Ive spent way too much time trying to find a good,easy solution, but I havent seemed to find it yet so Id LOVE to hear if anyone has any better solutions. As far as I can tell these are my options:

1. Run a wire from the front fusebox all the way to the back. REALLY dont want to do this, would involve removal of way too many trim peices, seats, broken clips everywhere, ill fitting panels after reinstallation etc etc. This is the problem that Im trying to solve to begin with.

2. Just leave the camera on always. Probably (maybe?) will not drain my battery in 24-48 hours, but if I go on a trip, drive another car for a few days etc, I dont want to come back to a dead battery. And I dont want to remember to unplug or switch anything. Set and forget is the key to dashcams IMO. Can easily cause overheating in the summer and probably not good for the memory card either

3. Use a "power magic" voltage cutoff device. Is built for this purpose. Unfortunately they dont cut power until it hits 11.8v, at which point your battery is well on its way to being dead. What a joke, the company that markets these should be ashamed.

4. Buy a camera with some kind of parking or auto-off feature? Not sure about this one, if its adequate even if it works. No idea if 'parking mode' slows current draw enough to eliminate battery drain concern. An accelerometer based idle solution would be the most elegant, but I have no idea if any cameras have implemented this (and again if it is even enough).

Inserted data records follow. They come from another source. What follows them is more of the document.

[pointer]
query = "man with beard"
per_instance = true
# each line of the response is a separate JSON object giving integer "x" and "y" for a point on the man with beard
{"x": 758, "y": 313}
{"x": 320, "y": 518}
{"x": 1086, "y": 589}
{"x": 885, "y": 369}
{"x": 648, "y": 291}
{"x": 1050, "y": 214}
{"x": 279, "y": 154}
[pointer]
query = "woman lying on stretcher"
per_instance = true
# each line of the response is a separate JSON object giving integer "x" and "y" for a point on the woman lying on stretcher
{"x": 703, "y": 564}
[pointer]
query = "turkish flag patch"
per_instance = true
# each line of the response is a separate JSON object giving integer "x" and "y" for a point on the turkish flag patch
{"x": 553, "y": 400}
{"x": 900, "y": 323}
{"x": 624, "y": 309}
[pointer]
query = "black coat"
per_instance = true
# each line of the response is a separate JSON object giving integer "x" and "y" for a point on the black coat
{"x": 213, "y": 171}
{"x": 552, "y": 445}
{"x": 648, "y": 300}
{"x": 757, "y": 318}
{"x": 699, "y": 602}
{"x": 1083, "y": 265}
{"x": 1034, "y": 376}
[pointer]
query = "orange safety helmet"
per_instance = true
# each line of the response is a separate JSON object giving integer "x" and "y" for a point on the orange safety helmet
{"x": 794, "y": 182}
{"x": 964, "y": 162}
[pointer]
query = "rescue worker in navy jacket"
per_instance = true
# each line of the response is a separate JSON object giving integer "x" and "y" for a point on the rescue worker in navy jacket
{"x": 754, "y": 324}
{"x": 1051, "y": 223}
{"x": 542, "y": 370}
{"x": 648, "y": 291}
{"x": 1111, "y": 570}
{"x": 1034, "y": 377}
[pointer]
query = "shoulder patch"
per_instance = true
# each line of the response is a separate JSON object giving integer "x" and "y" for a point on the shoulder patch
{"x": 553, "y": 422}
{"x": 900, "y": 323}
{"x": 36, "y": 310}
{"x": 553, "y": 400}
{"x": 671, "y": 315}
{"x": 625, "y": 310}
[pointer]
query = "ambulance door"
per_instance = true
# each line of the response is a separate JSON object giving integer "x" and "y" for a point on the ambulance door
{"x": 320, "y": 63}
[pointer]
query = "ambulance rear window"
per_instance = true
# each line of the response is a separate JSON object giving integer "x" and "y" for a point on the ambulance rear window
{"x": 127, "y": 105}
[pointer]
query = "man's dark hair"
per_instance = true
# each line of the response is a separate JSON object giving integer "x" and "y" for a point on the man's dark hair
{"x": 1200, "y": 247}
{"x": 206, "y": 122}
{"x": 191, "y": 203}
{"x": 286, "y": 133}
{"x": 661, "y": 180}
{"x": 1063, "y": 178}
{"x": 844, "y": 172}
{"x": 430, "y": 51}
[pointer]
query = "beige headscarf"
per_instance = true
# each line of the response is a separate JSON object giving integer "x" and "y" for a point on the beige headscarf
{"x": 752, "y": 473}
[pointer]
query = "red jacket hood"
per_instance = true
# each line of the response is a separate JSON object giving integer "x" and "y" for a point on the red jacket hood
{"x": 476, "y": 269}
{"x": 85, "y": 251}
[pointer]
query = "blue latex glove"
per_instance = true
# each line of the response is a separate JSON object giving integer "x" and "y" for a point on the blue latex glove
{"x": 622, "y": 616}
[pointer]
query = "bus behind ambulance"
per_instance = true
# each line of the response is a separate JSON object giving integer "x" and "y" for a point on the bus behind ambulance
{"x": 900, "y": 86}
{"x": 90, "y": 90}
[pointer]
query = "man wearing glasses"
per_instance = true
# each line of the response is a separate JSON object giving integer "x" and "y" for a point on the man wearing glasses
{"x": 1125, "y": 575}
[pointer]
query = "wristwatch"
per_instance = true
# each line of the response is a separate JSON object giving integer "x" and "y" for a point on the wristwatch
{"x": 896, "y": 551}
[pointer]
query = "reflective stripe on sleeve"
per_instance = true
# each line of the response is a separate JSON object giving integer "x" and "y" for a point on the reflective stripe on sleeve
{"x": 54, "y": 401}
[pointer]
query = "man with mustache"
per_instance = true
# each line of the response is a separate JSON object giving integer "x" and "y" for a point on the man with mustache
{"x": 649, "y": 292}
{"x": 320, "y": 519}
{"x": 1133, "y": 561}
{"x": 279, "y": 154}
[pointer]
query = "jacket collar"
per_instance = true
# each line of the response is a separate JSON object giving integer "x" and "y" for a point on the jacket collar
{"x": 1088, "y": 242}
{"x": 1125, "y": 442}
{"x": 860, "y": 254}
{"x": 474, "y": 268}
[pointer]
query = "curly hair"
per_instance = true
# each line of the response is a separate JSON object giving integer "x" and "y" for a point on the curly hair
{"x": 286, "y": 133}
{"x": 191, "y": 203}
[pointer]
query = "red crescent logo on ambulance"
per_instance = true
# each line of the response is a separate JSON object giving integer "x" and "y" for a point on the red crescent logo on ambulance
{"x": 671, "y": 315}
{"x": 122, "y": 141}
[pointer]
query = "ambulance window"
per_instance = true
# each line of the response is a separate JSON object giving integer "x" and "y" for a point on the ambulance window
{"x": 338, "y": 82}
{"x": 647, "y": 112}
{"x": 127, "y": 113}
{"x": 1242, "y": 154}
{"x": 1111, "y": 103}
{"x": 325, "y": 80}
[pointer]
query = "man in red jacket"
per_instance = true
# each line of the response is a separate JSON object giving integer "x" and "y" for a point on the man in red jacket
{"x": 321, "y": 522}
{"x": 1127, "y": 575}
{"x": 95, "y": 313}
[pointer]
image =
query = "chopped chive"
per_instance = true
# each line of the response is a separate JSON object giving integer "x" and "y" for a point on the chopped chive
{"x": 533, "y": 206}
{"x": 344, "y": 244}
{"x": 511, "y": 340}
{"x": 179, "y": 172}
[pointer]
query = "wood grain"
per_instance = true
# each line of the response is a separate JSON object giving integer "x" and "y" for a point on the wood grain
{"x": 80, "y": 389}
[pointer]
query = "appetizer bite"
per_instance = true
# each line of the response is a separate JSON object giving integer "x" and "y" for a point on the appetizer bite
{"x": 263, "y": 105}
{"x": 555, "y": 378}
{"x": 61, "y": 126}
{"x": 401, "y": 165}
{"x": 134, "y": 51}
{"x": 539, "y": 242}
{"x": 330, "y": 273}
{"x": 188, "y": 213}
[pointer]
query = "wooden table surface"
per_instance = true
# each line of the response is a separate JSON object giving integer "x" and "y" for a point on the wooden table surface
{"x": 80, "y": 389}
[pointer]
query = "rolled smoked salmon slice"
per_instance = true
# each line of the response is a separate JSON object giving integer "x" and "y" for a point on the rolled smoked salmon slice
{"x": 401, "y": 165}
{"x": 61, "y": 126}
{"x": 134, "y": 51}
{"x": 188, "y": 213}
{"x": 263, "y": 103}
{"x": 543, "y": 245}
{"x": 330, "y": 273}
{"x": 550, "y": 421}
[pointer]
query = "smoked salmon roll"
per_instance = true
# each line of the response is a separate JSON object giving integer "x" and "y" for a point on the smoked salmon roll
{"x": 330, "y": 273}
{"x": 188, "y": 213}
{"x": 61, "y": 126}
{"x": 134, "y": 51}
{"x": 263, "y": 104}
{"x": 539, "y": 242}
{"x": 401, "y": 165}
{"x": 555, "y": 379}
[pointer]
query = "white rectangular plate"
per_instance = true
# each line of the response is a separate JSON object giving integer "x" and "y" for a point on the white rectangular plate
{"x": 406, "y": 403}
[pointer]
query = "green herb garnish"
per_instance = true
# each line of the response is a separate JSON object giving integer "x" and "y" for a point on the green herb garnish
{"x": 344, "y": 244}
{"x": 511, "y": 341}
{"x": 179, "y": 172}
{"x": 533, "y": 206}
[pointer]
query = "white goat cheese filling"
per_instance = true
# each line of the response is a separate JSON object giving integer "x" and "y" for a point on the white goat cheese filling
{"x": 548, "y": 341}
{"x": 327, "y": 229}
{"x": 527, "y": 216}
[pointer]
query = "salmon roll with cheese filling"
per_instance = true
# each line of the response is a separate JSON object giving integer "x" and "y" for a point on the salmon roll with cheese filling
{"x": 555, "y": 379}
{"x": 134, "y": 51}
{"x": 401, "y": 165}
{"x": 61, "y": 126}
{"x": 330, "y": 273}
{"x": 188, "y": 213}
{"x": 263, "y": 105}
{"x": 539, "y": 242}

5. DIY. Found a writeup for a DIY voltage cutoff switch. Im decent with a soldering iron, but the instructions were sketchy, and Im not sure if I would be able to tweak it well enough to shut off precisely at battery voltage, and turn on at alternator voltage.

6. ?????????????????????


so what do you guys do to solve this problem?
 
Power Magic Pro is not the only one out there. There are many dozens others where you can set voltage cut off much higher / or lower than on PowerMagic. Also you can select a timer cut off function on those devices.
 
get information from/about your car manufacturer... on some cars you can configure through software whether specific functions are enabled or disabled(or maybe through changing something in the cars fuse configuration)...
like coming home lighting default on/off... or power supply behaviour for 12v sockets
maybe youre lucky and can solve it this way
 
Some circuits in the fuse box may power off when the car is turned off. IF you can find the proper fuse circuit, you may be able to tap into that circuit.

For example, in my Car, the power windows turned off when the car is turned off.
 
Power Magic Pro is not the only one out there. There are many dozens others where you can set voltage cut off much higher / or lower than on PowerMagic. Also you can select a timer cut off function on those devices.

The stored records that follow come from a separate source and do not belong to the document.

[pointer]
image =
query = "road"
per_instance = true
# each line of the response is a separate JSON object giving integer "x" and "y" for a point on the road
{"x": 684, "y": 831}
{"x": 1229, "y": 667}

I looked at some others, and the voltage ranges were the same or even worse than the power magic. Do you have links to any other similar products that have more functional voltage ranges?
 
Some circuits in the fuse box may power off when the car is turned off. IF you can find the proper fuse circuit, you may be able to tap into that circuit.

For example, in my Car, the power windows turned off when the car is turned off.
Yes, there are switched circuits in the car, I use it for the front camera. But ripping up trim and running a wire through the car is exactly the problem Im trying to avoid. (see #1)
 
I
Yes, there are switched circuits in the car, I use it for the front camera. But ripping up trim and running a wire through the car is exactly the problem Im trying to avoid. (see #1)
I had the same problem with 2 of my vehicles (Skoda Yeti and Roomster) but I found an easy way to run the wire from the front to the back by pulling up the rubber seal that runs round the 2 door openings and was able to lay the cable in the gap between the sill and the internal trim.
 
Another solution: in the fusebox you can connect also the rear socket to the front socket using a fuse holder bypass.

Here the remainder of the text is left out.